For those times when it feels like the fear of failure is too much.

I’m afraid I’ll fail

There’s nothing wrong with that. Fearing to fail is normal, natural. Starting a new job, inviting someone into your life, every single New Year’s resolution. It’s when the fear grows, expands, and obscures your vision with everything that could go wrong that we’ve got a problem.

The fear is too much

It can feel like it. They say fear is a powerful motivator, yet it always seems to have the opposite effect. Maybe it helps drive others forward, but not you.

Your emotions are each uniquely odd.  Happiness manifests as a quiet joy, needing no urging.  Sadness is fleeting and temporary, healed through time.  Anger hides what lurks beneath the surface, covering the truth.  Fear, however, requires direct action.  It can only be overcome.  It must be faced down, acknowledged.

Failing is harder than not trying

Being told you’ve failed is hard, true.  To give yourself to something – a work project, a book, a blog, a tabletop campaign, your marriage – and to be told it isn’t good enough is devastating.  It feels easier to not try in the first place, to live in the comfortable realm of what could have been.

What’s worse is when the voice denouncing you the loudest and most often is your own.  You use words to describe yourself such as ‘failure’ and ‘broken’.    

How do I move forward?

By redefining what it means to fail.  

Failure isn’t that someone might come alongside you and say that what you wrote was garbage.

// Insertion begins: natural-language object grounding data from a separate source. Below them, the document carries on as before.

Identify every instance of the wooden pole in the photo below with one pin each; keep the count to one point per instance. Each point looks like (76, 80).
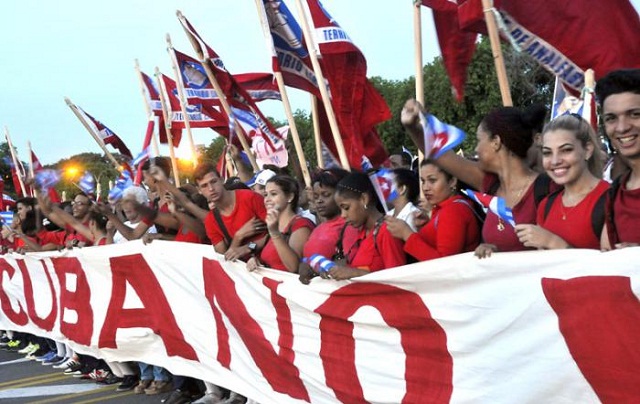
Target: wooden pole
(150, 114)
(417, 41)
(14, 159)
(183, 99)
(494, 38)
(95, 136)
(316, 130)
(333, 123)
(166, 111)
(204, 59)
(589, 86)
(285, 97)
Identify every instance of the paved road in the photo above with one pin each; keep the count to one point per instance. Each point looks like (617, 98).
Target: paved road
(24, 381)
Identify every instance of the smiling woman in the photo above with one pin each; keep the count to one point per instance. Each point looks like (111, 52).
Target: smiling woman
(573, 216)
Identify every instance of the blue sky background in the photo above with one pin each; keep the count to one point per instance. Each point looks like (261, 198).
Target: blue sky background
(85, 50)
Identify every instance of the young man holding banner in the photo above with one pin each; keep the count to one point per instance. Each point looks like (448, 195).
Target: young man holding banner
(619, 95)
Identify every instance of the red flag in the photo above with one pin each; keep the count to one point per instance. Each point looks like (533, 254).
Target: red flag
(108, 136)
(456, 46)
(357, 104)
(567, 37)
(35, 164)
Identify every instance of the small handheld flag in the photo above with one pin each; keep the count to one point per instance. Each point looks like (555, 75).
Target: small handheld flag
(47, 179)
(123, 182)
(319, 263)
(87, 183)
(383, 182)
(495, 204)
(439, 137)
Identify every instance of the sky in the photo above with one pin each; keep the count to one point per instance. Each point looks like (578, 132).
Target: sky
(85, 50)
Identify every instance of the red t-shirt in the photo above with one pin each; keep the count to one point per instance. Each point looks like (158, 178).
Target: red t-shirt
(269, 254)
(524, 212)
(248, 205)
(453, 229)
(626, 216)
(324, 238)
(573, 224)
(188, 236)
(372, 255)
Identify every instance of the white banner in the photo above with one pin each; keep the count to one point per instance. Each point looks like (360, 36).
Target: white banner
(553, 326)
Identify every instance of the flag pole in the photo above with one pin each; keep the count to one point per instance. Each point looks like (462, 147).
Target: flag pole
(587, 98)
(166, 111)
(498, 59)
(285, 99)
(154, 139)
(76, 112)
(417, 40)
(316, 130)
(182, 97)
(223, 98)
(14, 159)
(333, 123)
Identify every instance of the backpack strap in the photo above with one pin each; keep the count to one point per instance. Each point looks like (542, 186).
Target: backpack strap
(597, 214)
(223, 228)
(612, 232)
(547, 206)
(541, 186)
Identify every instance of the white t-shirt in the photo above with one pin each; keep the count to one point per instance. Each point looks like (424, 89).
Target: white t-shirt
(119, 238)
(406, 214)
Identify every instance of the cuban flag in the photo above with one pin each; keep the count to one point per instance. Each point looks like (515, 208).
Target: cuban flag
(47, 179)
(495, 204)
(108, 136)
(439, 137)
(6, 217)
(123, 182)
(383, 182)
(319, 263)
(87, 183)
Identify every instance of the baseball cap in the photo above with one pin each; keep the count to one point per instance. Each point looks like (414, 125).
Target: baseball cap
(261, 178)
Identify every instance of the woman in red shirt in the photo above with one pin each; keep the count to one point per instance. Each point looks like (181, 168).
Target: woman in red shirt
(288, 232)
(567, 218)
(504, 138)
(375, 249)
(453, 228)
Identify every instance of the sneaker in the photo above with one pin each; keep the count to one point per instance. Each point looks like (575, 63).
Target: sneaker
(53, 361)
(110, 379)
(235, 398)
(128, 383)
(99, 375)
(210, 398)
(28, 348)
(65, 364)
(158, 387)
(142, 386)
(49, 355)
(4, 341)
(75, 368)
(177, 397)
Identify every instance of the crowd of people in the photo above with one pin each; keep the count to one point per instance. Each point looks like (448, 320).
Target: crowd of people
(270, 220)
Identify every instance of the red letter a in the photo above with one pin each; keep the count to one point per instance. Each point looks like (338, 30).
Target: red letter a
(600, 320)
(78, 300)
(156, 314)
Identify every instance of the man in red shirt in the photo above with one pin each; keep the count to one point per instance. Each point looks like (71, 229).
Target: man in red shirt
(619, 95)
(235, 225)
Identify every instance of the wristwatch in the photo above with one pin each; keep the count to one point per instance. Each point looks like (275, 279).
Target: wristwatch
(252, 247)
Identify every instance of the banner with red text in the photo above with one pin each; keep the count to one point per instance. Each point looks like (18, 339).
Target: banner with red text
(552, 326)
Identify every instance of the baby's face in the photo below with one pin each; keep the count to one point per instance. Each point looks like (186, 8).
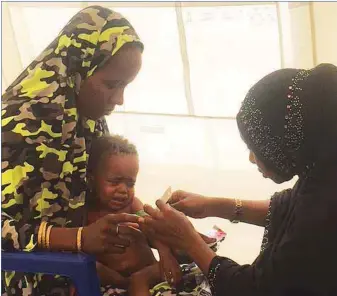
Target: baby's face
(115, 181)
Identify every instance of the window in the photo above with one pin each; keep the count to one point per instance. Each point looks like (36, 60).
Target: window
(229, 49)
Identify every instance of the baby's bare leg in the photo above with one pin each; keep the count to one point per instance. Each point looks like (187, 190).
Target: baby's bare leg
(143, 280)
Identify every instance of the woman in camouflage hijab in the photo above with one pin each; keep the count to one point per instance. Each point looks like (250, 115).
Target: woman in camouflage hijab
(50, 114)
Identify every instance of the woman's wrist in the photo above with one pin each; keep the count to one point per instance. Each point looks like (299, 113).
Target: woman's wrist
(220, 207)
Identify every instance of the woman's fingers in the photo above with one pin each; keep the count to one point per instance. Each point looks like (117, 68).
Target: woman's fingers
(121, 218)
(162, 206)
(154, 213)
(176, 196)
(179, 206)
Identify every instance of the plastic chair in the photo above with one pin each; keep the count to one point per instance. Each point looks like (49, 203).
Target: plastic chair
(80, 268)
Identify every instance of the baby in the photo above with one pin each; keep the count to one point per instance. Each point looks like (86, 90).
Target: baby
(112, 174)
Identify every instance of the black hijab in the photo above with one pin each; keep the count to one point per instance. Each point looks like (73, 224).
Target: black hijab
(288, 119)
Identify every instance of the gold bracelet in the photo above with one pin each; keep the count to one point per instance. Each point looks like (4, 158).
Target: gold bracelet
(48, 236)
(41, 234)
(44, 230)
(237, 211)
(79, 239)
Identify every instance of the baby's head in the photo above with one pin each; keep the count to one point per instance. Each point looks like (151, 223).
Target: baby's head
(112, 172)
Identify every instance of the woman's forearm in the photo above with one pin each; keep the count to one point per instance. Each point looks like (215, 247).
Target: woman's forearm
(253, 211)
(201, 254)
(63, 239)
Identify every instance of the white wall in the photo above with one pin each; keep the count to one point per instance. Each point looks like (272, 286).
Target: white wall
(325, 30)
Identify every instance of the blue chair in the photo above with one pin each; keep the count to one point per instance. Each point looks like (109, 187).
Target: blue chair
(80, 268)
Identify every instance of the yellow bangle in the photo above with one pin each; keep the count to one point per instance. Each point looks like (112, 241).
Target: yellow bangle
(48, 237)
(40, 235)
(79, 239)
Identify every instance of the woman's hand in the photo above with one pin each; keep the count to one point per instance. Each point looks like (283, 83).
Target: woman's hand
(169, 226)
(110, 234)
(191, 204)
(175, 230)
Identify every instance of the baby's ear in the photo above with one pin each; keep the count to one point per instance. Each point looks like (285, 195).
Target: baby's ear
(90, 180)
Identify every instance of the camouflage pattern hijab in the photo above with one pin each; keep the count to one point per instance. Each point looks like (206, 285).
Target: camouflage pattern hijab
(44, 140)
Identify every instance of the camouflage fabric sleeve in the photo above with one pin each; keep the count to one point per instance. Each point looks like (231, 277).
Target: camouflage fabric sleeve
(45, 142)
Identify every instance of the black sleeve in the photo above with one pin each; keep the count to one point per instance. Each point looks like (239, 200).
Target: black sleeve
(303, 262)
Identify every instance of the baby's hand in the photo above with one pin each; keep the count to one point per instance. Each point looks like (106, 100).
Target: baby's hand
(170, 267)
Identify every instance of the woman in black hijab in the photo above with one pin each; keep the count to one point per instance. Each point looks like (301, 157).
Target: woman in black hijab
(289, 122)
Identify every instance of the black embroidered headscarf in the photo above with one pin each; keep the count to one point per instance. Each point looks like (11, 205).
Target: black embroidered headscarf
(289, 120)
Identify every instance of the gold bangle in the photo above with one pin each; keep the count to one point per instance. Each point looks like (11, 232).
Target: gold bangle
(44, 245)
(40, 234)
(48, 236)
(237, 211)
(79, 239)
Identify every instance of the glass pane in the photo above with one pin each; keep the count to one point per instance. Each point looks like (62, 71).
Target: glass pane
(229, 49)
(159, 87)
(36, 27)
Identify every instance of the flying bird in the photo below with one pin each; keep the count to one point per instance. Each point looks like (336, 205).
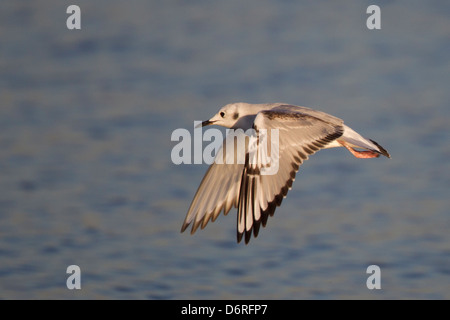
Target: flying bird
(301, 132)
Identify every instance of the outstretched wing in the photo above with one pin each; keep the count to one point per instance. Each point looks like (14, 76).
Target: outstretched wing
(266, 176)
(219, 189)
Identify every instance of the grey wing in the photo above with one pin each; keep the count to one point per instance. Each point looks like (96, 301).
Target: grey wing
(219, 189)
(300, 134)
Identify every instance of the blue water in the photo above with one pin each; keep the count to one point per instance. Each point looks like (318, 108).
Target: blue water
(86, 176)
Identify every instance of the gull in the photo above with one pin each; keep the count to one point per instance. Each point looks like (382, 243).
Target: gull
(301, 132)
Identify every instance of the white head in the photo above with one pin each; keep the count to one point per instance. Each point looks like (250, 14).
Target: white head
(230, 114)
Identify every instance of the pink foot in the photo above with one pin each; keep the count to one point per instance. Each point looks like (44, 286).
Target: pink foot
(361, 154)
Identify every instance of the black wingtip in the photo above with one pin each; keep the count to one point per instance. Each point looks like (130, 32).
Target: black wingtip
(383, 151)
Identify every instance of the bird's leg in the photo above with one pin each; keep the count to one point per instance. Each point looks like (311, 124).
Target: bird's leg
(360, 154)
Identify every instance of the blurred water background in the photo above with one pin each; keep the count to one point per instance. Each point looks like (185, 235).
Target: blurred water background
(86, 176)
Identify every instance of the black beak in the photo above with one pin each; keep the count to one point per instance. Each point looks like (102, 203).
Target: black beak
(205, 123)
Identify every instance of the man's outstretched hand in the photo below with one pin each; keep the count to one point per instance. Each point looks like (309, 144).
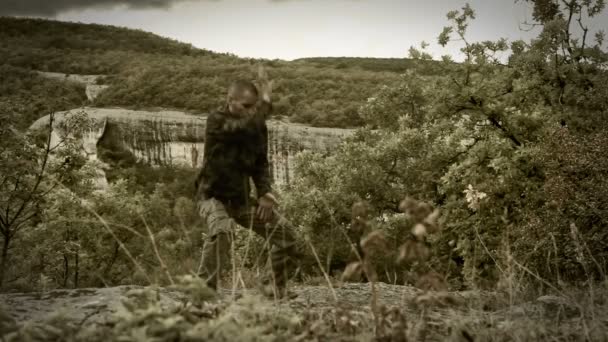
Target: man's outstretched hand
(265, 205)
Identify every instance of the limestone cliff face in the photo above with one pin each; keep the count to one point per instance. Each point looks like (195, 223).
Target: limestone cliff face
(177, 138)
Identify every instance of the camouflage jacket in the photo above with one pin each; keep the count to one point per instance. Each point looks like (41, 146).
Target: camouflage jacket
(233, 154)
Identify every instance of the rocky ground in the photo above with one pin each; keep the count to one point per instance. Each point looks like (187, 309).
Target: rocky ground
(318, 313)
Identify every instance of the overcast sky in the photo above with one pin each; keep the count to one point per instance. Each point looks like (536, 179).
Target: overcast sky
(289, 29)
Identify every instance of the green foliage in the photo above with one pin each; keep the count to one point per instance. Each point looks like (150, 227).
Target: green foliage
(479, 143)
(147, 71)
(26, 96)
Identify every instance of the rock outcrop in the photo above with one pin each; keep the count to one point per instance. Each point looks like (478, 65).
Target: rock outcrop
(92, 89)
(163, 138)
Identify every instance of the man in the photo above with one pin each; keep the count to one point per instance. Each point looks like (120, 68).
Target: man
(236, 150)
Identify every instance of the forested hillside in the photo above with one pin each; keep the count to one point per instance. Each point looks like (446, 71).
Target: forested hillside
(488, 176)
(147, 71)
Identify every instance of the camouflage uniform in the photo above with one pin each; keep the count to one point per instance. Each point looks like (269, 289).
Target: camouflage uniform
(233, 154)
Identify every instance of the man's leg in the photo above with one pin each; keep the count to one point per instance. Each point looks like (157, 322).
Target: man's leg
(216, 249)
(280, 235)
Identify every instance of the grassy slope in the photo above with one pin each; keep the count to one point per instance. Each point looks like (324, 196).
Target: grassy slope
(145, 70)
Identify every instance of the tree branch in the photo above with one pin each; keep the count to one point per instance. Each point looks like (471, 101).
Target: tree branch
(40, 175)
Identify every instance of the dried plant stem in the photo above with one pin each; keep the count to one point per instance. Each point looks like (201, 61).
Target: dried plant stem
(163, 266)
(107, 227)
(314, 252)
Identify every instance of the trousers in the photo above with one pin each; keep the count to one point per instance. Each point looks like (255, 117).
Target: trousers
(222, 221)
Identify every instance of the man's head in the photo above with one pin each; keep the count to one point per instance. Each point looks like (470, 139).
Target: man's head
(242, 99)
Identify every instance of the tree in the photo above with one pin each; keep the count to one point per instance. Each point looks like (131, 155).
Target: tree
(31, 167)
(473, 142)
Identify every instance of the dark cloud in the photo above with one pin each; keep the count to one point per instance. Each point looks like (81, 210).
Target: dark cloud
(53, 7)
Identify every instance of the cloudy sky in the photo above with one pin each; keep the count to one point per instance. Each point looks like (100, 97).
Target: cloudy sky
(289, 29)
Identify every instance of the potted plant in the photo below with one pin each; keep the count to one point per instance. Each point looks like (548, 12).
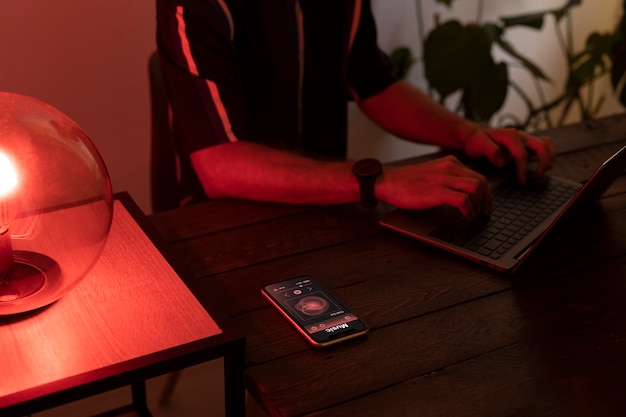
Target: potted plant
(459, 61)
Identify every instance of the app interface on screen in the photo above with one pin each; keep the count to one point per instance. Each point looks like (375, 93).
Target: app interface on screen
(310, 306)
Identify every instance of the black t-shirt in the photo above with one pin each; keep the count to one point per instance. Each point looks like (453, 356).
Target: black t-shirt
(277, 72)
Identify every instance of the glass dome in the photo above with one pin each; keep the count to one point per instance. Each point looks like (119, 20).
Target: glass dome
(56, 204)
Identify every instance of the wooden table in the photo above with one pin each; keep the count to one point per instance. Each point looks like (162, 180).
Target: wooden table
(131, 318)
(449, 337)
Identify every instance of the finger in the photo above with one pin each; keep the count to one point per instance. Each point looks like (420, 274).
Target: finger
(516, 143)
(545, 152)
(478, 192)
(480, 144)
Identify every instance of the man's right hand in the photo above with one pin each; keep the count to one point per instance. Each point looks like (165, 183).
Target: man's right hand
(443, 181)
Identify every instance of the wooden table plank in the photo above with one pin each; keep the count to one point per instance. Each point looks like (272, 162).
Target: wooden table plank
(544, 314)
(449, 337)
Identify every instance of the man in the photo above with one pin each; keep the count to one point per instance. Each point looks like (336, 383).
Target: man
(259, 93)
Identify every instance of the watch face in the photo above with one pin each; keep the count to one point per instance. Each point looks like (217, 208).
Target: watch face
(367, 167)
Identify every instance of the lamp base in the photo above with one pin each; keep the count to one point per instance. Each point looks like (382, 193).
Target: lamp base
(31, 284)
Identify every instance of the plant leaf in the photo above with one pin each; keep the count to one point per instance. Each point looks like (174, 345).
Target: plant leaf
(446, 2)
(454, 55)
(402, 60)
(495, 33)
(487, 93)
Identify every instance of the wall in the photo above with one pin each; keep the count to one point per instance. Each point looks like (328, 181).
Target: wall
(397, 26)
(89, 59)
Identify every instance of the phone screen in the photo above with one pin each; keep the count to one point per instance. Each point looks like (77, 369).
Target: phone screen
(321, 318)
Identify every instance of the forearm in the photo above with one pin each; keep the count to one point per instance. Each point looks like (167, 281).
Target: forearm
(250, 171)
(408, 113)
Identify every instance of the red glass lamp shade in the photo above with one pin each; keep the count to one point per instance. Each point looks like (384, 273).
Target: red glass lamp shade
(56, 204)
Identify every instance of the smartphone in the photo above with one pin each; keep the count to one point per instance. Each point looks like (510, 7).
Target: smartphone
(316, 314)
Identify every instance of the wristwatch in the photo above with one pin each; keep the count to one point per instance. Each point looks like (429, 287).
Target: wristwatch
(367, 171)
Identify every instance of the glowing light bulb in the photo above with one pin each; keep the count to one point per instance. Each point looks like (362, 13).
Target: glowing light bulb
(8, 182)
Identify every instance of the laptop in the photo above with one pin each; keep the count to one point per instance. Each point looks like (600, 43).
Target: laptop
(523, 215)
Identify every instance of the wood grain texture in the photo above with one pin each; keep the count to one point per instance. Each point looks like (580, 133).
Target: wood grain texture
(131, 304)
(448, 337)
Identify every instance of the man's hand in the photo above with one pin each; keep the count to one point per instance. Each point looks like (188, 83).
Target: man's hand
(500, 144)
(444, 181)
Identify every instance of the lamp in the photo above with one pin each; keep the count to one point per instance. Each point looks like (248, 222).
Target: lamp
(56, 204)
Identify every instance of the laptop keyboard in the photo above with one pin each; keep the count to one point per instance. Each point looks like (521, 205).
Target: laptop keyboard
(517, 211)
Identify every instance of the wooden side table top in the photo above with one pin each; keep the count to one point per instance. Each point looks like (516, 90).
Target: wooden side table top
(131, 305)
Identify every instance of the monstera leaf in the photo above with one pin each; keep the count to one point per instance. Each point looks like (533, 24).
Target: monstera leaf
(458, 58)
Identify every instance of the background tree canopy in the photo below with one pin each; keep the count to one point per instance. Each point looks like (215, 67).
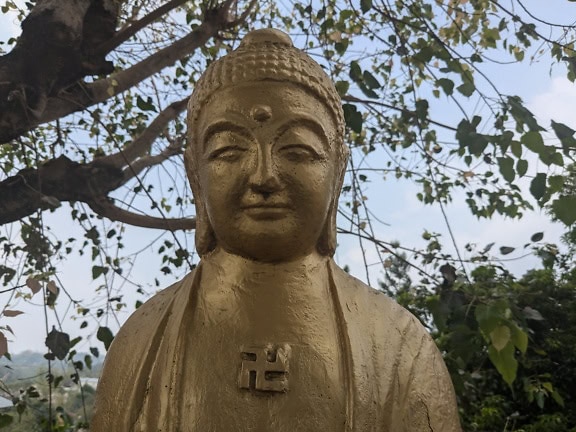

It’s not that you might let your wife down again. It’s not that you aren’t good enough. You’ll write some absolute trash, and you’re all but guaranteed to disappoint her.

Failure isn’t any of the above, rather it’s inaction. It’s no longer trying. It’s not facing the fear, not taking that single step forward when your mind is screaming at you to stay where you are, shouting that moving forward leads to failure and pain.

When you do fail and inaction wins? Fight your way back to your feet and take a step forward, no matter how small. When the voice that’s telling you it’s too dangerous to get back up is too loud, remember you aren’t in this alone anymore, and that there are those who will shout above the noise for you.

Keep moving forward, knowing that you will fail, but don’t forget – failure doesn’t define you. It might loom, big as a mountain, but it will soon be a speck in the distance.

Keep doing what you love.  Keep writing.  Even if nothing external comes from it. 

When you’re too afraid to write, and nothing seems to make a difference, read this.  You wrote it after all.  

Maybe it’s time to stop asking yourself ‘what if I fail,’ and start asking ‘what if I don’t even try?’